The labor market is holding, but just barely.
March's ADP report shows 62,000 private sector jobs added—beating expectations of 40,000 but still weak by historical standards. Before the Iran conflict, monthly gains averaged 150,000+.
The number tells a story of resilience under pressure. Whether that story has a happy ending depends on what happens next.
Where the Jobs Are
Winners:
- Education & health services: +58,000 (war doesn't cancel doctor visits)
- Construction: +30,000 (infrastructure spending continues)
- Information: +16,000 (tech hiring stabilizing)
Losers:
- Trade, transportation & utilities: -58,000 (shipping disruptions from Hormuz)
- Manufacturing: -11,000 (still contracting)
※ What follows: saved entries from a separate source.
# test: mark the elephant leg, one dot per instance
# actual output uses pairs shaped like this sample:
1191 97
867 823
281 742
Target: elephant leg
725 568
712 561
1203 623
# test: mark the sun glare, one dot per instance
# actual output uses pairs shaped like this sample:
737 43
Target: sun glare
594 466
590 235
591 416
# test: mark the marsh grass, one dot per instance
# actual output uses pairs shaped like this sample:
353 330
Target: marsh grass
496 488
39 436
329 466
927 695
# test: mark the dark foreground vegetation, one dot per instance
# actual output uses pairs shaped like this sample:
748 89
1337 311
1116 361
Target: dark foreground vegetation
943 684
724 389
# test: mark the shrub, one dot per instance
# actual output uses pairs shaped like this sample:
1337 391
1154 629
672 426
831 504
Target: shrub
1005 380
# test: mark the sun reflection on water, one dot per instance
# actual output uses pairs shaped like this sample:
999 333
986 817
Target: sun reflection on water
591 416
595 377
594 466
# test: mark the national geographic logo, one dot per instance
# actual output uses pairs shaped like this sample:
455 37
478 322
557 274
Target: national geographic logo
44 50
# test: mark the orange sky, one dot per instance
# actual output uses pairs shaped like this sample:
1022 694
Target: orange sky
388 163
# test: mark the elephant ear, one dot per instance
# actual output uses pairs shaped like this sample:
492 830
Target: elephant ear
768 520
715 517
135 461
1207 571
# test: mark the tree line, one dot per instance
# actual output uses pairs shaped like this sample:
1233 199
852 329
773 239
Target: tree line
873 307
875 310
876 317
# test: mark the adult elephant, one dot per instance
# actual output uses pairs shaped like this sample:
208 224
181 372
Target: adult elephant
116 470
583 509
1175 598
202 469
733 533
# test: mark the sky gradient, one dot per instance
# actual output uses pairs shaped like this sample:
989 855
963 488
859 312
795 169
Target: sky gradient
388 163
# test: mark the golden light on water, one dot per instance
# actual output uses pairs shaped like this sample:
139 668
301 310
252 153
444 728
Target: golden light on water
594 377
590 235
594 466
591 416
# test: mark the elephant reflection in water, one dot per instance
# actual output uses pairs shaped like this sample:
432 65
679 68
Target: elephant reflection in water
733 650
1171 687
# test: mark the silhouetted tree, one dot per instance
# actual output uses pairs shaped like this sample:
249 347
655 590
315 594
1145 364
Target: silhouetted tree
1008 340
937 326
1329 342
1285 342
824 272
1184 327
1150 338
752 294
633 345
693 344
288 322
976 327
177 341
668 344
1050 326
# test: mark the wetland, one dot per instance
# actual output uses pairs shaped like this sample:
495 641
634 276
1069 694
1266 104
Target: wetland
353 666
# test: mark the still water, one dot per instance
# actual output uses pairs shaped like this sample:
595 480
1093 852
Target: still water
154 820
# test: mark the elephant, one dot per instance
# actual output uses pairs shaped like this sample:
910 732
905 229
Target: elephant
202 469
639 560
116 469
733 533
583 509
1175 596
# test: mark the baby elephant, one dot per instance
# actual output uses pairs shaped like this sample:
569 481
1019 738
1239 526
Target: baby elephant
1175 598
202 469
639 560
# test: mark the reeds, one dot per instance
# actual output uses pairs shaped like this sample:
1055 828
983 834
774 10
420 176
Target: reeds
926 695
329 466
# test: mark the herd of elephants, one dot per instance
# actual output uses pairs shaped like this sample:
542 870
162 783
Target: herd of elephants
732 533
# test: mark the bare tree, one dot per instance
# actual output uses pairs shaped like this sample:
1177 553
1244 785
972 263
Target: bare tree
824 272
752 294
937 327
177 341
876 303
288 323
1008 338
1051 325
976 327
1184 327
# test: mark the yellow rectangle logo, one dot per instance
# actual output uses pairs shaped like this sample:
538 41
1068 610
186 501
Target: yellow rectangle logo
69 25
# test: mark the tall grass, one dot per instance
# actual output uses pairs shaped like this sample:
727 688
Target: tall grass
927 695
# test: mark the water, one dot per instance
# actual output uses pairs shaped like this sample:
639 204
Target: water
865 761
The bifurcation is stark. Domestic-focused sectors held up. Anything touching global supply chains got hit.
The Fed's Dilemma
March CPI comes April 10. If inflation spiked from oil prices while jobs slowed, the Fed faces a stagflation scenario—the nightmare combination that has no good policy response.
Raise rates? You crush an already-weakening labor market.
Cut rates? You pour gasoline on inflation already running hot from energy costs.
The Fed's most likely move: nothing. Hold rates steady, wait for clarity on Iran, hope the situation resolves before the May meeting.
What It Means for Markets
A weak-but-positive jobs number is actually the Goldilocks outcome today. Strong enough to avoid recession fears, weak enough to keep rate hike odds near zero.
The CME FedWatch tool shows 2% probability of a rate hike in May. That's effectively zero. The market has stopped worrying about the Fed—for now.
ISM Manufacturing Preview
Later this morning, ISM Manufacturing hits. February's reading was 48.8—below 50 signals contraction. Consensus expects 49.1 for March.
A print below 48 would be concerning. A print above 50 would be the first expansion reading in four months and could accelerate the rally.
So What?
ADP confirms what we already knew: the labor market bent under war pressure but didn't break. That's enough to sustain the relief rally.